Bénin: l’Assemblée nationale durcit le cadre juridique contre le refus des billets et pièces de franc CFA
Une réforme marquante du droit monétaire a été adoptée récemment par les députés béninois, renforçant les sanctions contre le refus d’acceptation des billets et pièces émis par la Banque Centrale des États de l’Afrique de l’Ouest (BCEAO).


Ce vote intervient dans un contexte où la pratique consistant à rejeter de la monnaie usée, froissée ou lisse perturbait les échanges quotidiens et portait atteinte à la confiance dans le moyen de paiement officiel.

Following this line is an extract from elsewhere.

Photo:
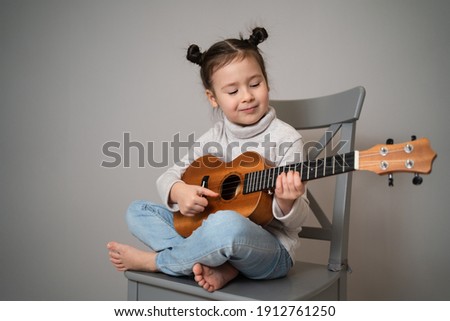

Le texte précise désormais que tout refus de paiement en billets ou pièces ayant cours légal même s’ils sont froissés ou altérés par l’usage constitue une infraction. Cette obligation d’acceptation recouvre l’ensemble de la monnaie émise par la BCEAO dans l’espace de l’Union Monétaire Ouest-Africaine (UMOA), dont le Bénin fait partie, soulignant que le franc CFA possède un pouvoir libératoire total dans toutes les transactions commerciales ou de services.
Au-delà de la simple réaffirmation du principe, le législateur béninois a inscrit dans le dispositif des sanctions plus lourdes, notamment pour les acteurs économiques qui refuseraient systématiquement des pièces et billets reconnus valides.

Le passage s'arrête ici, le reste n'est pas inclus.